今度は黙って会話を聞いていたスキンヘッドの男性(Cさん)が口を開いた。

「でもよぉ、週刊誌さんは最近、何を追っかけてんだ。安倍元首相のことは取材しないのか。検察の黒川とか、俺はもともと麻雀仲間だよ。よく一緒に卓を囲んだ」

 黒川とは元検事長の黒川弘務氏のことだろう。本当かどうかはわからないが、ほかにも黒川氏が連れてきた部下たちとも麻雀をしたという。一体何をしていた人なのか――。

ホームレスたちの“本音”

「俺はこの生活をして3年ぐらいだ。以前は建設会社を経営してたんだよ。わりと裕福な生活をしてたんだけどな、ただまぁ会社を潰すことになって……。あのとき死んどけばよかったなってよく思うよ。保険金も出たし、家族に迷惑をかけずにすんだ……。でもね、死ねなかったんだよ。死ぬ勇気がなかった」(Cさん)

 淡々と語っているが、当時のことを思い出し、悔やんでいるように見えた。家族とは、会ってないのか。

「娘がふたりいるんだけど、今は28歳と32歳。たまに会ってるよ。一緒にカラオケに行ったりね。“お父さん一緒に住もう”って言ってくれるけどな……」(Cさん)

 それでも、家族とは一緒に住めないという。

「負担になるだろう。俺を抱える責任を、娘たちに押し付けられない。ホームレスをやってるような俺にも、心配してくれる人はいるけれど、やっぱり迷惑はかけられないから。娘には、自分の人生を大切にしろって言ってるよ。悪い男につかまったときと、困ったときは連絡しろって。こんな状態だから、あんまり力にはなれないけれど(笑)」(Cさん)

 横で聞いていたAさんが再び口を挟む。

「そもそも、俺はこんな状態になっているって新潟にいる兄貴や、北海道にいる姉貴に言えねぇよ。家族もいて、子どももいるんだから」

 生活保護という選択もあるはずだが……。

「確かに月15万円もらったら、楽だと思う。でも、俺みたいな人間が国の世話になんて、とてもなれない。死ぬこともできないし、だったら、どう生きようかって考えてこの生活をしてるのよ。なにより縛られるってのは向いてない。金を稼ぐのも楽ではないし、高校生に殴られて骨を折ったことだってあったけど、自由がいいのよ」(Cさん)

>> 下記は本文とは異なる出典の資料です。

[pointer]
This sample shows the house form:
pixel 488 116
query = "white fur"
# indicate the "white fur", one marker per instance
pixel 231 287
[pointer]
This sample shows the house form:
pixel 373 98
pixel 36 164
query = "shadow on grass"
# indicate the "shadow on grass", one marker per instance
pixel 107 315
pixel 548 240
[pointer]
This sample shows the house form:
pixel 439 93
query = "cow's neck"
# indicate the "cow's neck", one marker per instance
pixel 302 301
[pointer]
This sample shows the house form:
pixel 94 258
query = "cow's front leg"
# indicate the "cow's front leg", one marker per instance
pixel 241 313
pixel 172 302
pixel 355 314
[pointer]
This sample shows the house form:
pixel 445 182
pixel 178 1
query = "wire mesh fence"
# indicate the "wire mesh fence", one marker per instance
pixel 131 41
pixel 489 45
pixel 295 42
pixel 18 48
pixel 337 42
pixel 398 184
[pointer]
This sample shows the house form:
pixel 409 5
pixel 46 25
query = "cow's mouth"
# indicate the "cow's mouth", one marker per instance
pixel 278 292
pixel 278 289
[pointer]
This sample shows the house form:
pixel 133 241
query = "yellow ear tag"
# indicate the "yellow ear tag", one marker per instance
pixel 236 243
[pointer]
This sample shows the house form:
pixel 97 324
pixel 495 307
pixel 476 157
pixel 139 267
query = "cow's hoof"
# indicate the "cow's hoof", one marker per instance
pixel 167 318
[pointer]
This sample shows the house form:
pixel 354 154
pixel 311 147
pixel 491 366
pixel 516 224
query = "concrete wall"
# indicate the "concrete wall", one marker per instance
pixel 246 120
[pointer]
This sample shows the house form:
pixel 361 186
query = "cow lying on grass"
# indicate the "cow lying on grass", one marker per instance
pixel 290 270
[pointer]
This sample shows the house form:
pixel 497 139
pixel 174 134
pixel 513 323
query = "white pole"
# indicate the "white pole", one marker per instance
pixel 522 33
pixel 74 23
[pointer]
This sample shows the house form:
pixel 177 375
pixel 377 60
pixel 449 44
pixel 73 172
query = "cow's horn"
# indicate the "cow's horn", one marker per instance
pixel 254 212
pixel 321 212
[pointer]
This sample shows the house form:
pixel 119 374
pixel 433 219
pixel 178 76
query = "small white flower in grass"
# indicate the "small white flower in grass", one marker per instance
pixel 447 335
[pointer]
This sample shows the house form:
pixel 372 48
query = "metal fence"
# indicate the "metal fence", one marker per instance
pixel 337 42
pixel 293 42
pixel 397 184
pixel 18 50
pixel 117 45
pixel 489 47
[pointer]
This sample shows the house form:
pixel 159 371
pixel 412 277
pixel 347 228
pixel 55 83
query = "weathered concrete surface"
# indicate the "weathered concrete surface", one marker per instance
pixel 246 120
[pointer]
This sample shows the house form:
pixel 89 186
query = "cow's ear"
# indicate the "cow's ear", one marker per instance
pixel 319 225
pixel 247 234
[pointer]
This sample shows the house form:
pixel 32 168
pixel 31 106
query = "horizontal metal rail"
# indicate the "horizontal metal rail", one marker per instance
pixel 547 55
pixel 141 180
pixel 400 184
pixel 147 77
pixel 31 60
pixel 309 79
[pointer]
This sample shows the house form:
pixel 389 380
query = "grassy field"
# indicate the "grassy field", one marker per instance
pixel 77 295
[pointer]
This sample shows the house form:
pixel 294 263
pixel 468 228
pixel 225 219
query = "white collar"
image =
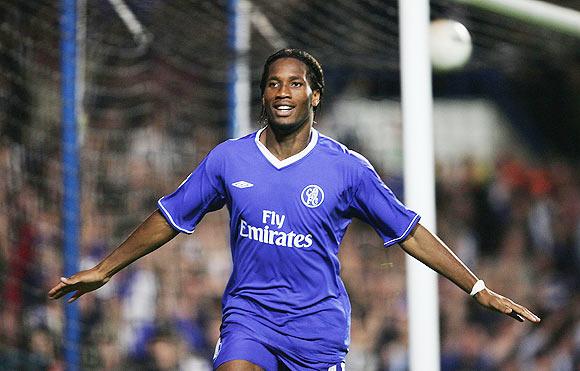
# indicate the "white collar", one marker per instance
pixel 279 164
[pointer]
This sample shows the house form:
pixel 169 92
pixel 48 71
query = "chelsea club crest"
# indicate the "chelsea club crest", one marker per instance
pixel 312 196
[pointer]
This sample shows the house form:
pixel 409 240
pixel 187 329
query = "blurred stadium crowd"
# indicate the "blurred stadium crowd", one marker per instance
pixel 517 226
pixel 516 223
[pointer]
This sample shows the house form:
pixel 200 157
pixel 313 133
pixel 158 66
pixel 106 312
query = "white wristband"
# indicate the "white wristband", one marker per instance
pixel 479 286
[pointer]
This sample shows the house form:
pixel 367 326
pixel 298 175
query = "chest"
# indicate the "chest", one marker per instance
pixel 307 191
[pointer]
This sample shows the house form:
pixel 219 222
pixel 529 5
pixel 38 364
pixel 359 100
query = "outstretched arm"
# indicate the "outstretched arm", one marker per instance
pixel 427 248
pixel 150 235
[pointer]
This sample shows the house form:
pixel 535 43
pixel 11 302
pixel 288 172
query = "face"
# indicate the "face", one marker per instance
pixel 288 98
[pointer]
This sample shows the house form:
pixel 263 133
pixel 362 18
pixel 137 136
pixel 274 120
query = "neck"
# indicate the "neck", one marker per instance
pixel 284 145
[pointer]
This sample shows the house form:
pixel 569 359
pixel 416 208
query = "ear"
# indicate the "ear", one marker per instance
pixel 315 98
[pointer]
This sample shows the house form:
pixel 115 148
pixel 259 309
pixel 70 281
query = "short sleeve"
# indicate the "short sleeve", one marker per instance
pixel 374 203
pixel 199 194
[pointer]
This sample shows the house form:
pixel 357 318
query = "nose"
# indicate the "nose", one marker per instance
pixel 283 91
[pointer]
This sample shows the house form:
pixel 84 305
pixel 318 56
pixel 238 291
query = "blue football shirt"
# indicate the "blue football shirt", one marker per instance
pixel 287 219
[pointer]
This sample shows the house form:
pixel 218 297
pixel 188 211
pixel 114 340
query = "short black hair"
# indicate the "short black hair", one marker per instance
pixel 314 75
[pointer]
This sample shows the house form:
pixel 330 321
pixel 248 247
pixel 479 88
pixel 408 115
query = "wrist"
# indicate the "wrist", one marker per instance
pixel 477 287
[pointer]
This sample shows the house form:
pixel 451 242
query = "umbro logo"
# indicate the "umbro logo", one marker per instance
pixel 242 184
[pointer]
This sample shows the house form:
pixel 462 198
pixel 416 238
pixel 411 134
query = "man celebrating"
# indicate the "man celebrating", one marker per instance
pixel 291 193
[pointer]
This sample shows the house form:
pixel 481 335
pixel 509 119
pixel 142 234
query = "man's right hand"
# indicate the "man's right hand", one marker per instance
pixel 81 282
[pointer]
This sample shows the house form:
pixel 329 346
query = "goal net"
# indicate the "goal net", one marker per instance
pixel 154 79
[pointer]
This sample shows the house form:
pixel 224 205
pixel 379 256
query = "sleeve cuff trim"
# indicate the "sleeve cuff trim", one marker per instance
pixel 170 218
pixel 405 234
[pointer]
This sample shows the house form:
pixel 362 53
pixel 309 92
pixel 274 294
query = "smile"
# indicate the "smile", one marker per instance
pixel 283 109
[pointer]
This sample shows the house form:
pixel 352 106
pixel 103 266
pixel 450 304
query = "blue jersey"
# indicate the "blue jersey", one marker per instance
pixel 287 219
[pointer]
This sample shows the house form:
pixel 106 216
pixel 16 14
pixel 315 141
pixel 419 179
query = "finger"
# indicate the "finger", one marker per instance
pixel 58 291
pixel 527 314
pixel 77 295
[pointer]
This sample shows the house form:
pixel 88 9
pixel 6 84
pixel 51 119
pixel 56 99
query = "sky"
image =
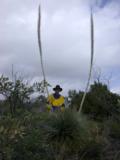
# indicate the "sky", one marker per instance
pixel 65 41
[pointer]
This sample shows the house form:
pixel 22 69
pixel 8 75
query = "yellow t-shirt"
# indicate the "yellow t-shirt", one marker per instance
pixel 56 102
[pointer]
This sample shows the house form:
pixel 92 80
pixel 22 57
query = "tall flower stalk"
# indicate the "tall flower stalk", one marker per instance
pixel 91 61
pixel 40 48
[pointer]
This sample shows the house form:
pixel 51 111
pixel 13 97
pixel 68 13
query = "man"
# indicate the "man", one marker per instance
pixel 56 100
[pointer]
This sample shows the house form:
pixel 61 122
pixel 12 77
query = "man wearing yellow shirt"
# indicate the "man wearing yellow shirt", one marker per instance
pixel 56 100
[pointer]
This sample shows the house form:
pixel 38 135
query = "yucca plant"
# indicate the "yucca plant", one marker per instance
pixel 65 133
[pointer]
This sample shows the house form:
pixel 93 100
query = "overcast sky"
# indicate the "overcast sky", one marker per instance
pixel 65 40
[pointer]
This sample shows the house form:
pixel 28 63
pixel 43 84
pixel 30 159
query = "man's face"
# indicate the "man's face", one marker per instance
pixel 57 91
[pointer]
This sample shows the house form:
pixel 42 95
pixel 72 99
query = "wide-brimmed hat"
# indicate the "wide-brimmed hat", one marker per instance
pixel 58 88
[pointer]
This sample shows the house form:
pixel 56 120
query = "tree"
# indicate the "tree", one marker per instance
pixel 15 93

 では、DaiGoが“ホームレスは必要ない”“命は平等じゃない”と発言したことについては、どう思うのか。この発言を知らなかった彼らに説明すると、

「そんなこと言われたって、ホームレスはいるんだからなぁ……」

 とAさん。Cさんは、

「税金も払ってないし、俺たちは“人間”じゃないのかもなぁ。犯罪行為で金を稼ぐ暴力団や半グレと一緒さ。空き缶を盗んでいるんだから。背負う罪の重さは違うけど、そう言われても、しょうがない気はするけどな」

 としたうえで、こう続ける。

「迷惑はかけていないとは言わない。だけど、必要ないって、死んだほうがいいってことだろ。誰かにそこまで言われる筋合いはないよ。死んだほうがいいなんてことは、自分が一番わかっていること。だからこういう生活をしているんだから」(Cさん)

 そう話すと、河川敷を見つめ、手にしたワンカップをぐびりとあおった――。

 それぞれの事情を抱えているホームレスたち。自称“月収9億円”のDaiGoでも、彼らをバッサリ切り捨てる権利なんてないのだ。